W 2021 roku decyzją Komisji Europejskiej została wprowadzona w życie uproszczona skala efektywności energetycznej dla produktów z segmentu AGD oraz RTV, takich jak pralki, pralkosuszarki, zmywarki, zamrażarki, chłodziarki, telewizory oraz monitory. Stosowana obecnie miara ma nie dziesięć, a siedem klas energetycznych, gdzie najwyższa z nich, czyli ta najbardziej oszczędna, sygnowana jest literą A, natomiast najniższa – literą G.
Zauważyć można, że zniknęły dodatkowe oznaczenia w formie plusów, a to dlatego, że normy stały się bardziej restrykcyjne i sprzęty, które wcześniej plasowały się jako A+++, zostały przekwalifikowane do klasy B, a nawet C. Nowe reguły zostały wprowadzone z dwóch, wydaje się istotnych powodów – po pierwsze po to, by kupujący mogli łatwiej odczytywać etykiety, a po drugie, by stworzyć miejsce na dalszą innowację i zachęcić producentów do tworzenia jeszcze bardziej wydajnych urządzeń.
Skoro już przy pralkach jesteśmy, ważne, byśmy wiedzieli, jakie informacje zawiera aktualna etykieta, dotycząca tego typu produktów i na jakie parametry jako konsumenci powinniśmy zwrócić szczególną uwagę.
Na nowej etykiecie umieszczony jest kod QR, który można zeskanować za pomocą smartfona.
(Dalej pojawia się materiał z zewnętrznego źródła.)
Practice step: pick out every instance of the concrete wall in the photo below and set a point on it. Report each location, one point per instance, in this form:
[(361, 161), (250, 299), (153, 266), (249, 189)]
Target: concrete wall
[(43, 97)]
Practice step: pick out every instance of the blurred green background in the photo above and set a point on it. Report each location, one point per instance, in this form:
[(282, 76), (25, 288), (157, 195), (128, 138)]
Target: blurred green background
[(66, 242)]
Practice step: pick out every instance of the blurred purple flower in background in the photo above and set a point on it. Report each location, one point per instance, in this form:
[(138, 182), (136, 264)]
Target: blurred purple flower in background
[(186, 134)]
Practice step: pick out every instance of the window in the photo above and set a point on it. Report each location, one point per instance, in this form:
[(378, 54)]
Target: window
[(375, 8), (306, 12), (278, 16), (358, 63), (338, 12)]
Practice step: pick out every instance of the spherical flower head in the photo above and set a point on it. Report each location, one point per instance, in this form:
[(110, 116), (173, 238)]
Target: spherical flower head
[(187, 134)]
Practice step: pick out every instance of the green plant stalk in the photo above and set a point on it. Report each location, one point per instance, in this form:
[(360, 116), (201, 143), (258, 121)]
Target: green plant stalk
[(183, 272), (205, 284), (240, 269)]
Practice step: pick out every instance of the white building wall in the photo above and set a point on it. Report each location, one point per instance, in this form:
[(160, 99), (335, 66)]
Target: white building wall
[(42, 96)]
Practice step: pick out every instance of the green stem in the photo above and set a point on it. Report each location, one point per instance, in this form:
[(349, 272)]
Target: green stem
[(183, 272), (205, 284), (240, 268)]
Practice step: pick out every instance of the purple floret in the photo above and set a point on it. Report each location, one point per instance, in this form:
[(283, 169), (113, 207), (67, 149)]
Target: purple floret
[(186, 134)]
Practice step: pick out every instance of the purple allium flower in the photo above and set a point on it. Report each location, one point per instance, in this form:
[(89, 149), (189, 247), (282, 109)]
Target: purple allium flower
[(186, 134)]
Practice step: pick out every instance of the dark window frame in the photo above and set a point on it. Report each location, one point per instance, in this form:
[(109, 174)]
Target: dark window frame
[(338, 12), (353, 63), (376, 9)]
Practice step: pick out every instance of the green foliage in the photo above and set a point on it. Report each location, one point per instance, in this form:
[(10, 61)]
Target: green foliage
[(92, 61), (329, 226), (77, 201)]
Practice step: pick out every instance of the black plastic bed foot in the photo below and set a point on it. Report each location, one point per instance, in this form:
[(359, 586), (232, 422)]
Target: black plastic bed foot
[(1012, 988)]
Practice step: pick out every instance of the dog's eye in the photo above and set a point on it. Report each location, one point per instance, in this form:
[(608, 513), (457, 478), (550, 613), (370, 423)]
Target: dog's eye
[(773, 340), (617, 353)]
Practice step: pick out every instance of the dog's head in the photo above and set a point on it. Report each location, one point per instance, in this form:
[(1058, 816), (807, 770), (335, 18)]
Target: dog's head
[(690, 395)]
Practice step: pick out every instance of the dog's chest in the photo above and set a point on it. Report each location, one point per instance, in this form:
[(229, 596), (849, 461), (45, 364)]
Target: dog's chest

Ta czynność pozwoli uzyskać natychmiastowy dostęp do pełnej cyfrowej karty produktu, która znajduje się w europejskiej bazie danych EPREL. Następnie pod numerem dwa zlokalizowana jest nazwa producenta, a pod numerem trzy pełna identyfikacja modelu.
Poniżej widoczna jest już skala efektywności energetycznej, która zawiera, tak jak wspominałem, siedem progów (od A do G), a każdy z nich oznaczony jest dodatkowo odpowiednim kolorem (od ciemnozielonego po czerwony). Nas, kupujących, powinien interesować symbol ukrywający się pod numerem pięć, gdyż właśnie on wskazuje, jakiej klasy pralkę przyszło nam oglądać. Myślę, że nie trzeba tu wiele tłumaczyć – im wyższy notuje ona wynik, tym lepiej dla nas i naszego portfela.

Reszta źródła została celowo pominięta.